Les groupes de «Sauvegarde des terres» ont été créés pour faire face aux différents problèmes qui affectent la communauté dans son ensemble. Ces groupes traitent les problèmes de ravageurs, ceux posés par les mauvaises herbes, par la prolifération de lapins et par le déclin des arbres. Ils interviennent sur les questions de régénération des dunes, d'agriculture conservatrice, de la salinisation du sol, de préservation de la faune, de rentabilité des terres et de la gestion des affaires. Un exemple de ces groupes est celui du bassin hydrologique de Morbinning situé dans la ceinture du blé de l'Australie occidentale. Le bassin de Morbinning comprend vingt familles sur 25 000 hectares de terres arables. Les agriculteurs ont formé ce groupe pour faire face aux problèmes communs, à savoir la forte augmentation de la salinité du sol, un drainage du sol insuffisant et des inondations périodiques. Ces problèmes peuvent seulement être traités dans le cadre d'une planification et d'une coopération avec et pour les exploitations agricoles. En huit ans, le groupe a créé 300 hectares de chenaux enherbés, traité 550 hectares de terres salinisées, planté 440 000 arbres, incluant 91 kilomètres de rideaux coupe-vent et 90 hectares d'arbres fourragers, installé 249 kilomètres de clôtures en fil de fer pour protéger le «bush» naturel; planté 460 hectares de cultures en bandes arborées et 80 hectares de prairies permanentes et il a installé 145 piézomètres pour mesurer la profondeur de la nappe phréatique. Le groupe a également joué un rôle pionnier dans l'amélioration d'exploitation agricoles locales, dans des domaines comme les semences oléagineuses, la réduction du labour, les engrais alternatifs, l'aération du sol, la floriculture, la plantation de bois de santal, les séjours à la ferme et les programmes de visites scolaires à la ferme.

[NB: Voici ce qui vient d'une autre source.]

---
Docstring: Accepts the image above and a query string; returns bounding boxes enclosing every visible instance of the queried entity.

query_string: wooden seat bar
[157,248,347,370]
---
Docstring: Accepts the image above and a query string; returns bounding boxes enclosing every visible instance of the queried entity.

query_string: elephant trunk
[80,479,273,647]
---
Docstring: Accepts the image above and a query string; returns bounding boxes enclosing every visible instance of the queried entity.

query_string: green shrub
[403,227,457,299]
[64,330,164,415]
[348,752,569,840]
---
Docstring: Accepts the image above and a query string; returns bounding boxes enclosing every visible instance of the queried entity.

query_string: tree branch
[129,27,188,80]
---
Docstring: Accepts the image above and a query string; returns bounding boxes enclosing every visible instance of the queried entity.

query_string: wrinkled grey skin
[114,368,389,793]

Source: Pretty (1998) <http://www.landcareaustralia.com.au/default.htm>

L’Inde: Les associations d’usagers d’eau au Gujarat

En juillet 1995, le gouvernement du Gujarat a adopté une résolution annonçant un programme participatif de gestion de l'irrigation (PIM). Ce programme organise le transfert complet aux associations d'usagers de l'eau (WUA) de la responsabilité du fonctionnement et de l'entretien du système de canaux. Les canaux continuent à rester la propriété du gouvernement et les grandes réparations incombent au département de l'irrigation, mais la responsabilité du fonctionnement quotidien du système devient du ressort du WUA. La planification des cultures, la définition du tour d'eau et la fixation de son tarif, l'enregistrement des demandes en eau et le paiement par chaque adhérent du coût de l'eau consommée et l'imposition de sanctions aux payeurs défaillants sont de la responsabilité du WUA sous l'autorité du PIM. Une fois les réparations et la réhabilitation des ouvrages achevées, les réseaux de canaux sont transférés au WUA.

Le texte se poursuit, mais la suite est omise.